Classification of pathogenic microbes using a minimal set of single nucleotide polymorphisms derived from whole genome sequences

Roychowdhury, Tanmoy, Singh, Vinod Kumar, Bhattacharya, Alok
Genomics 2019 v.111 no.2 pp. 205-211
Escherichia coli, Mycobacterium tuberculosis, genetic markers, genetic variation, infectious diseases, microorganisms, pathogens, phenotypic variation, single nucleotide polymorphism
In a context specific manner, Intra-species genomic variation plays an important role in phenotypic diversity observed among pathogenic microbes. Efficient classification of these pathogens is important for diagnosis and treatment of several infectious diseases. NGS technologies have provided access to wealth of data that can be utilized to discover important markers for pathogen classification.
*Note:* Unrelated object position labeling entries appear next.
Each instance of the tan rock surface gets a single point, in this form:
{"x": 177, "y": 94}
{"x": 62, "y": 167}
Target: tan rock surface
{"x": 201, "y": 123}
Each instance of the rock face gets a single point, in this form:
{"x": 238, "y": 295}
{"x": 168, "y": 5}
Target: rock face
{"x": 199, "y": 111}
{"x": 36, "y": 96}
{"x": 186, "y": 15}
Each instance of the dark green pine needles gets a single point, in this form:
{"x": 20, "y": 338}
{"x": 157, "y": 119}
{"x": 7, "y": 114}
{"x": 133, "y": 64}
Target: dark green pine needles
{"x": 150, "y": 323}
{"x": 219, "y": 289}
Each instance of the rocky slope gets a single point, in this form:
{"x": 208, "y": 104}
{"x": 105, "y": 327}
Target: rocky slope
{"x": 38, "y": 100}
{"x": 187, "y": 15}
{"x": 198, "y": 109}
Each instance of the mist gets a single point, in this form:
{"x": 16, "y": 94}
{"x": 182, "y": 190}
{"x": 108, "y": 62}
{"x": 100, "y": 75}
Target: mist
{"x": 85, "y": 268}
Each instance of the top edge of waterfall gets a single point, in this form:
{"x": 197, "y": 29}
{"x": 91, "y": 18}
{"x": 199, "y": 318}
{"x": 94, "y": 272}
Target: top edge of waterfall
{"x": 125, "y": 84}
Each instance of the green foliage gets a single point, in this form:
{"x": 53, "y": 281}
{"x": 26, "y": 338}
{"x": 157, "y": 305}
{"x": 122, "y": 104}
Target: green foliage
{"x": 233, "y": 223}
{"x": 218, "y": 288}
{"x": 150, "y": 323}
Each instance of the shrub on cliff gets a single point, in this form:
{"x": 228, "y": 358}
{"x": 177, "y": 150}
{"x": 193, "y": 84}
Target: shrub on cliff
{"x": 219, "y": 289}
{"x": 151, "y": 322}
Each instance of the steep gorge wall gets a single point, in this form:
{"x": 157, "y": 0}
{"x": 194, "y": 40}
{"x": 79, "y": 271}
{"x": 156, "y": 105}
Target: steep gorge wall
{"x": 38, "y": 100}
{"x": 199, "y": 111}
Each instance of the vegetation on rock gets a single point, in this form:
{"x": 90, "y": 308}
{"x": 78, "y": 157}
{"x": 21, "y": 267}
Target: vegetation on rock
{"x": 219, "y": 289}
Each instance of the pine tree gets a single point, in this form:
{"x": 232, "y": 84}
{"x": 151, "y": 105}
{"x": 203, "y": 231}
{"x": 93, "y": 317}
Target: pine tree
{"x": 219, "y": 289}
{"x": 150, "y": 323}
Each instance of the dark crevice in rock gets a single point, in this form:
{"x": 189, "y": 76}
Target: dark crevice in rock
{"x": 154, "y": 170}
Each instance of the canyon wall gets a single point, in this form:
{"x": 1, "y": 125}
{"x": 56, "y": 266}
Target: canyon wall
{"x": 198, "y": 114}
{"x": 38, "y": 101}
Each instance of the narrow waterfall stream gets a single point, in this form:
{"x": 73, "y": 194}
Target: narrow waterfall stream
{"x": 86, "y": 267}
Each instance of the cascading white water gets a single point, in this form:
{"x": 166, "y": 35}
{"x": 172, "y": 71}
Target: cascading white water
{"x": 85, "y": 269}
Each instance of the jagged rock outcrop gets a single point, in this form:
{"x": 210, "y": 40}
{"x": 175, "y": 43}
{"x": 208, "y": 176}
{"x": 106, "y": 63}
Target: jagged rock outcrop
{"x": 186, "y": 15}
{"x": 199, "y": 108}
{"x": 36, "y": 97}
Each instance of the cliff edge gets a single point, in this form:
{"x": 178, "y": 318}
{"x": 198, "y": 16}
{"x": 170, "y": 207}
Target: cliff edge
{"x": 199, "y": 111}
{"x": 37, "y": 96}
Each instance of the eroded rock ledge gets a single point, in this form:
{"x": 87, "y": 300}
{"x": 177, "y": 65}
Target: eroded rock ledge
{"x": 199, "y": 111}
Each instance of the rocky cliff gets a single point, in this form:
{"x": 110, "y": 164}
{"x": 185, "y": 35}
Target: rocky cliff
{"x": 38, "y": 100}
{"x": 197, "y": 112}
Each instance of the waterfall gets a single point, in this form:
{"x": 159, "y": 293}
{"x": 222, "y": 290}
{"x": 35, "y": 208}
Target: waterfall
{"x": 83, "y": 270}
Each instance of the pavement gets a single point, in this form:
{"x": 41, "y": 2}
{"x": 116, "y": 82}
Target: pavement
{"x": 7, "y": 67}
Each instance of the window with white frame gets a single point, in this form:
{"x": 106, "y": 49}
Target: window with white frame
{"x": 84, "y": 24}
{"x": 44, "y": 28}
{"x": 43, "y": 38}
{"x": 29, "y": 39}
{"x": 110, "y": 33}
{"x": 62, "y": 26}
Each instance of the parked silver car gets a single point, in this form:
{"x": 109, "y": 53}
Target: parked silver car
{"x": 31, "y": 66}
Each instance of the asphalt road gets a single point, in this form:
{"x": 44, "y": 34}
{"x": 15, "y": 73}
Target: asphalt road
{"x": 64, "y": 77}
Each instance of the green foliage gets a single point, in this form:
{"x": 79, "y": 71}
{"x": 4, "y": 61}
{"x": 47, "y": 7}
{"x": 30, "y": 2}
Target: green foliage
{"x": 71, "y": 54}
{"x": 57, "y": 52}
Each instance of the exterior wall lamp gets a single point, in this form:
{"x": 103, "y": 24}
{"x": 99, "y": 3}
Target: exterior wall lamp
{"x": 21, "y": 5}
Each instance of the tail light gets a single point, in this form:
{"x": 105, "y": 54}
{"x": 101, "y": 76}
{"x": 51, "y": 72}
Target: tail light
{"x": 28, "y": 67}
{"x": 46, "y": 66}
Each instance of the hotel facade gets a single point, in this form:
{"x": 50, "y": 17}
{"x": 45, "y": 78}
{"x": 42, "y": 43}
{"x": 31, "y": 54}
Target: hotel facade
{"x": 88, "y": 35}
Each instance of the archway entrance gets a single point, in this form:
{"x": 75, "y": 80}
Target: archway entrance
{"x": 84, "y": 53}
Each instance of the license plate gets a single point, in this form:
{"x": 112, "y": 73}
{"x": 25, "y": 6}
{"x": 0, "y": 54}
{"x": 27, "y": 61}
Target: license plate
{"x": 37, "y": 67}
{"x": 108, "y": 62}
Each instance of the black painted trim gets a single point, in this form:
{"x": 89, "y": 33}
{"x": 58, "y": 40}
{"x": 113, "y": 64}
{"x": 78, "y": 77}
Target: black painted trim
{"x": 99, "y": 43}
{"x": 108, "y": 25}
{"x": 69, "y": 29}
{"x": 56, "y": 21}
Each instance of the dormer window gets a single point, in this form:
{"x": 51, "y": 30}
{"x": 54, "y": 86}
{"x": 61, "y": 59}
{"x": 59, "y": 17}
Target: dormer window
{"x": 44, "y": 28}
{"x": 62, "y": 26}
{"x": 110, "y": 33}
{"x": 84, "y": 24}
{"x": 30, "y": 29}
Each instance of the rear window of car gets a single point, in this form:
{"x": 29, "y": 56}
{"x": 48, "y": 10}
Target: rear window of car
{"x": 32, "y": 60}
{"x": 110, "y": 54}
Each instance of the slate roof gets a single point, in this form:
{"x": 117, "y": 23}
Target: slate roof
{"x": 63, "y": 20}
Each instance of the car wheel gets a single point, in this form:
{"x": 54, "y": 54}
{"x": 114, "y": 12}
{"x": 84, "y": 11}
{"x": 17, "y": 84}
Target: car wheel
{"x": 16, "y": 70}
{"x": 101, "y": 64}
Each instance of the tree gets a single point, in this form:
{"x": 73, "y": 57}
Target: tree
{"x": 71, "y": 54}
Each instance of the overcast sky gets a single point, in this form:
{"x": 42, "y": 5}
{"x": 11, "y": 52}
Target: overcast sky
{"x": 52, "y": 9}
In this paper, we described three different approaches (Jensen-Shannon divergence, random forest and Shewhart control chart) for identification of a minimal set of SNPs that can be used for classification of organisms. These methods are generic and can be implemented for analysis of any organism. We have shown usefulness of these approaches for analysis of Mycobacterium tuberculosis and Escherichia coli isolates. We were able to identify a minimal set of 18 SNPs that can be used as molecular markers for phylogroup based classification and 8 SNPs for pathogroup based classification of E. coli.